The crop is booming again. The Tobacco Industry and Marketing Board said Zimbabwe harvested 355,000 tons in 2025, up sharply from 306,000 tons the previous year, while planted acreage has expanded by another 15%.
The engine of that growth: contract farming. Today, roughly 95% of Zimbabwe’s 127,000 registered tobacco farmers operate under contract agreements, with contractors supplying seed, fertilizer and financing in exchange for guaranteed access to the harvested crops.
Chinese firms have become dominant in that system. According to TIMB chief executive Emmanuel Matsvaire, Chinese companies now account for about 60% of Zimbabwe’s tobacco exports by value. But as exports and production rise, concerns among growers are mounting, he told local media.
“Farmers are compelled to return to the field and stick with contract farming, hoping that they will at some point break even,” farmer Davis Tembo said, describing how debt can accumulate after poor weather or weak yields.
Industry groups say many farmers remain trapped because they lack the formal land titles required to access traditional bank financing. George Seremwe, president of the Zimbabwe Tobacco Growers Association, said that fees and deductions continue to erode profits.
“Farmers are rendered mere laborers of the contracting companies and a number of them become trapped in debt,” he said.

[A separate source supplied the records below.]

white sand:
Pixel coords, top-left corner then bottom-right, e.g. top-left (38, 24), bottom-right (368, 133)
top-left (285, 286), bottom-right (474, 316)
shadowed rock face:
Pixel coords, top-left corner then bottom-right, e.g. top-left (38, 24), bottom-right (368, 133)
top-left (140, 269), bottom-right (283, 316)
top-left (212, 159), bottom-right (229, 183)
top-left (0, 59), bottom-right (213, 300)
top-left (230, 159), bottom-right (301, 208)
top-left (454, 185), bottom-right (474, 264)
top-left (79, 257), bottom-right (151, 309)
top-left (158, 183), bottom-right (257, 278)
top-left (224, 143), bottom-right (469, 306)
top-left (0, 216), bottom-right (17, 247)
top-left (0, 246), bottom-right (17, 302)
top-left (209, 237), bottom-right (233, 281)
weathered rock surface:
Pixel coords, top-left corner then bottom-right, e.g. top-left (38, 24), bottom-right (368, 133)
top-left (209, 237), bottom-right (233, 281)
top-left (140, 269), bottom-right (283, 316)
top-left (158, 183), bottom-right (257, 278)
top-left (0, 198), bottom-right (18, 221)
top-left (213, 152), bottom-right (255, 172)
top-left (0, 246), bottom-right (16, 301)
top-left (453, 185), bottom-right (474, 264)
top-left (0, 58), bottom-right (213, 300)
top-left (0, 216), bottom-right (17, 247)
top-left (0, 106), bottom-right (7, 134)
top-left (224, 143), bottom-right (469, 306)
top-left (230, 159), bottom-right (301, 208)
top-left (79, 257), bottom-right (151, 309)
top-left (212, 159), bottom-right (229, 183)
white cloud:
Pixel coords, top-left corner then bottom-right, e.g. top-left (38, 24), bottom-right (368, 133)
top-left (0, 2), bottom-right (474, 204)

At the same time, Zimbabwe is working to reduce its dependence on raw leaf exports. Officials confirmed that Philip Morris International plans to resume operations in Zimbabwe, while the government seeks to expand domestic cigarette manufacturing and other tobacco processing.
Finance Minister Mthuli Ncube recently said Zimbabwe aims to significantly increase local value addition, as cigarette production currently accounts for only about 11% of tobacco output.
The expansion, however, is attracting increasing scrutiny from health and environmental advocates. The World Health Organization has warned that tobacco cultivation in Africa continues to rise even as global tobacco farming declines, raising concerns about deforestation and food security.
For Zimbabwe, tobacco remains one of the country’s most important cash crops. And for many farmers, even mounting debt is preferable to no market at all.